Study Shows Schools Continue To Get Safer

According to a recent report from the Department of Education, schools across the nation continue to get safer as security measures have evolved over the years. School safety has become a hot button issue in many parts of the country as students and their parents demand that these issues be addressed. The report, compiled from multiple federal data sources by the U.S. Education and Justice departments, shows that these efforts have led to improvements on many measures since the early 1990s.

The report shows that violence in schools has declined in nearly all measures. Adolescents were 82 percent less likely to be the victim of crimes at school in 2014 than they were in 1992. About 3 percent of students ages 12 to 18 said they were victims of crimes at school in 2014. Postsecondary institutions reported a 34 percent decline in crimes between 2001 and 2013. The number of violent deaths among students, nonstudents and staff members at U.S. private and public schools fell from 63 violent deaths in the 2006-2007 school year to 53 during the 2012-2013 school year.
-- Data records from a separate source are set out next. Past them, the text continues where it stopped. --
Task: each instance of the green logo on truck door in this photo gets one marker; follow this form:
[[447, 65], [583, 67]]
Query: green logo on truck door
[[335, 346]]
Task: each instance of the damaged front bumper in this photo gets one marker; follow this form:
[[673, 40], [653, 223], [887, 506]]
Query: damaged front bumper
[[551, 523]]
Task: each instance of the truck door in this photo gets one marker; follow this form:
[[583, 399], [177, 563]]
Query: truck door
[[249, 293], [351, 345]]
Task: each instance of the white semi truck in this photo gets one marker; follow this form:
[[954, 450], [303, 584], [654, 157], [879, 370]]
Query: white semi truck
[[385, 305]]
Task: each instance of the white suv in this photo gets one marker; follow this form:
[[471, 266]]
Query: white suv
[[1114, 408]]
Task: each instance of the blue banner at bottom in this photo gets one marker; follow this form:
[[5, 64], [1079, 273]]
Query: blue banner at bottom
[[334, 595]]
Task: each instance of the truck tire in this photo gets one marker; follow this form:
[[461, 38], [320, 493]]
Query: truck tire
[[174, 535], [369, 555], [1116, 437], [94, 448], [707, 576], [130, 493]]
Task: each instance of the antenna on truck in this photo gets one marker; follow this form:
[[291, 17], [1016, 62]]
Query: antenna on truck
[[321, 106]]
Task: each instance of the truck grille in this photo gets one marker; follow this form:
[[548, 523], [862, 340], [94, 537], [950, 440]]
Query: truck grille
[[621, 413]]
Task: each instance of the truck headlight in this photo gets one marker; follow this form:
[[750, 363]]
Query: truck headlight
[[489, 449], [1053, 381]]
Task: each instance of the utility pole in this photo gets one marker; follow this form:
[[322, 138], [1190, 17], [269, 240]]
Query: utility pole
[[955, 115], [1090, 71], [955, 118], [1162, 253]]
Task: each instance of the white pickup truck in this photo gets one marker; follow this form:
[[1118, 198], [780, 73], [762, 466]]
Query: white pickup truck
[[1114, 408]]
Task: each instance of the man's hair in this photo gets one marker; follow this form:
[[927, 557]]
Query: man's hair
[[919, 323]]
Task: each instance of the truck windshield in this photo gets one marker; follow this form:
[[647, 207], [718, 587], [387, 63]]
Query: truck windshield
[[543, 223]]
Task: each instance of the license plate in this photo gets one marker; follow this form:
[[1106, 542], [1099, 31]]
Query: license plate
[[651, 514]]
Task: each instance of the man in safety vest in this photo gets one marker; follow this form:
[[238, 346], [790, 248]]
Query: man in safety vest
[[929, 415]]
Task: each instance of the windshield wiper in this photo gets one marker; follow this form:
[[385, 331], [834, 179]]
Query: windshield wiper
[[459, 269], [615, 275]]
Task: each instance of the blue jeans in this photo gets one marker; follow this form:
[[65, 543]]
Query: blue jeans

The report also shows that bullying and other nonfatal crimes have greatly decreased as well. The number of public schools reporting regular bullying fell to 16 percent in 2014 from 29 percent in 2000. Middle school students were more likely to be bullied than high school or elementary school students. The number of students who reported falling victim to nonfatal crimes, like theft and assault, has decreased 82 percent since 1992.
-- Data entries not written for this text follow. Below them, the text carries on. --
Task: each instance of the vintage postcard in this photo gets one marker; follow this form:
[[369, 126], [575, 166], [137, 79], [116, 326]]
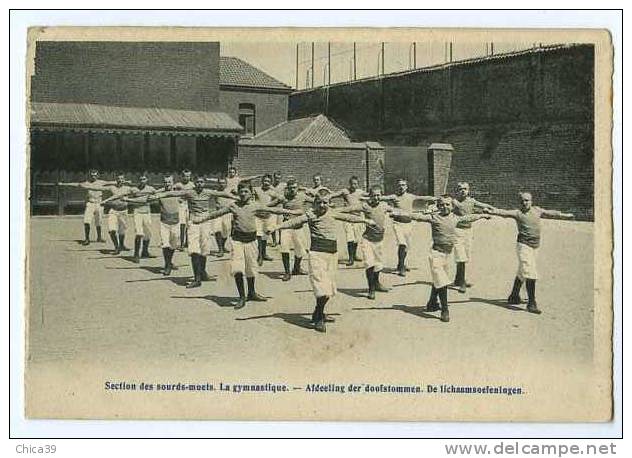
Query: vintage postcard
[[319, 224]]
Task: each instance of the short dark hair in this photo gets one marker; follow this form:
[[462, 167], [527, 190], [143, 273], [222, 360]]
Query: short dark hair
[[244, 184]]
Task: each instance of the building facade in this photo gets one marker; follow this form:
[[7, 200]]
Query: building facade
[[124, 106], [519, 121], [251, 97]]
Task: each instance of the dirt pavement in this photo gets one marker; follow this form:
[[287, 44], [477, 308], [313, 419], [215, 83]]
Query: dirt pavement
[[89, 307]]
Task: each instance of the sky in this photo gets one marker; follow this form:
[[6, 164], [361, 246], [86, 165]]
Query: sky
[[279, 59]]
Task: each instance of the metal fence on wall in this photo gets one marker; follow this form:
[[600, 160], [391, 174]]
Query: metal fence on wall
[[323, 63]]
Over the years, school security measures and training have increased considerably. In the 2013- 2014 school year, 75 percent of public schools reported using security cameras. This is up from only 19 percent during the 1999-2000 school year. Nearly 90 percent of schools report that they have official plans in place in the event of a shooting and more than 9 in 10 controlled access to their buildings. Schools are also now requiring students to wear IDs and have mandated dress codes to try to make their campuses safer

These measures seems to be having an effect on students’ perception of their safety at school. According to the report, the percentage of students who reported being afraid of attack or harm at school or on the way to and from school fell from 12 percent in 1995 to 3 percent in 2013. However, parents still cite school safety as one of their top concerns. A survey by polling organization Gallup found that about 29 percent of parents polled say that they fear for their child’s physical safety while they are at school.